Maybe when I’m in the middle of a morass I shouldn’t blog? The author of a recent and insightful book regarding her adoption experiences was castigated for her brutal honesty. She was told, in a very ugly manner, that she was ruining it for others. This I disagree with totally. I believe she shone a beacon of light into a dark situation, validated the experiences of many adoptive parents, and she was encouraging as well.
This article about the desperate need for foster and adoptive parents grated on my on raw nerves today for no other reason than I feel particularly singed lately. Swallowing bitterness has killed my appetite for nutrition at the moment. This article indicated that a radio show about an infant adoption tempted some 50 inquiries. I too, over the years had once been inspired by The Need.
I want to go on the same radio show and scream that all foster and adoptive parents will not only be unappreciated, they will be reviled and unsupported nine times out of ten. It’s that tenth good time though that keeps me going.
Another article is way more on target.
Study shows foster kids five times more disturbed
“Foster children suffer up to five times more mental health problems than kids living with their families, and most are going without treatment.
Rates of suicidal tendencies, attention problems and severe disruptive behaviour were the most extreme issues affecting Australia's 20,000 foster children and teenagers.

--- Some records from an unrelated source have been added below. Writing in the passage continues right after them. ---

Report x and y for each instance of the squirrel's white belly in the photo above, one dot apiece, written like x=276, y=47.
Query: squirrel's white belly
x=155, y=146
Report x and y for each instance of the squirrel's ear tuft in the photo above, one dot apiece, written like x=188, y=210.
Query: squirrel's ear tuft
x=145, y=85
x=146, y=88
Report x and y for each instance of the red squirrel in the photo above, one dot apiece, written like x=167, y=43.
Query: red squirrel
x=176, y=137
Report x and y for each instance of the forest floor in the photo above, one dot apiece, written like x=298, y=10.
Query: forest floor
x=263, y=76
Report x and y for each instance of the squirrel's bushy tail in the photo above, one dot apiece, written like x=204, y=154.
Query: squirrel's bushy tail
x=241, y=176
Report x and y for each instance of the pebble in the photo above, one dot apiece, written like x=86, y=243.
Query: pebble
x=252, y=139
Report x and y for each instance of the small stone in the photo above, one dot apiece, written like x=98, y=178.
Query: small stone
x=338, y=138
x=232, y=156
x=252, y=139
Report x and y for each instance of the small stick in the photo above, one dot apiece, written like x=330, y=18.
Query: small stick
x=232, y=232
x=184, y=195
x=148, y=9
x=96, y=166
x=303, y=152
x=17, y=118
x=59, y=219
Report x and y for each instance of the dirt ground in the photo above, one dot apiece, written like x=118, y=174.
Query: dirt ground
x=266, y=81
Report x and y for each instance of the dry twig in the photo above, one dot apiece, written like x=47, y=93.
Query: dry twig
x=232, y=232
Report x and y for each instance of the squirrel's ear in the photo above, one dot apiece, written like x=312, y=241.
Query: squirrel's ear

The Adelaide-based study, comparing 6 to 17-year-olds in and out of foster homes, is the most comprehensive of its kind to paint a picture of mental health in this section on the welfare system.”
Well no kidding buddy boy. Tell me something I don’t know. I’ve spent 20 years living in the middle of this study
in real life. I’d be disturbed also if I’d had no parenting in my formative years, if I were neglected and abused by parents with mental issues and if I’d been jerked `around from pillar to post.
This we all know. What a big DUH.
But what do we do with this information…us adoptive parents of children from the foster care system?
We best seek help. Be expected to be viewed with suspicion at times by the very professionals we approach in our search for help. Nowhere was this more truer for me than when I tried to find help for a young Joey. Severely emotionally disturbed, kicked out of therapeutic placements, disruptive beyond belief…each time I was looked at for failing to teach him how to properly behave. A level six kid, adopted as an older child, yet fingers were pointed at me immediately.
I wanted to scream. But I kept seeking help, a decade has passed and he’s in jail still being disruptive despite years of residential psychiatric care 24-7.
Yet other children have responded well to my parenting, to me seeking constant help, resources and interventions.
Researchers found that 61 per cent of the foster kids failed the government's official child behaviour check, compared with 14 per cent of other young people.
"We found that the prevalence of mental health problems experienced by children and adolescents in home-based foster care was two to five times higher than that in the general population.
Extrovert-type problems like aggression, attention difficulties and delinquency were six to seven times worse, and far outstripped introvert-type problems like withdrawal, anxiety or depression.
"Severe disruptive behaviour is of particular concern as it can continue into adulthood and is a source of significant economic burden for the whole community”
Most concerning, he said, was that while 53 per cent of caregivers believed their foster kids needed professional help, only 26 per cent were getting it.
My experience, and my opinion, has shown me that good help
is available to parents who are willing to dig through the bad, the accusatory and the mediocre.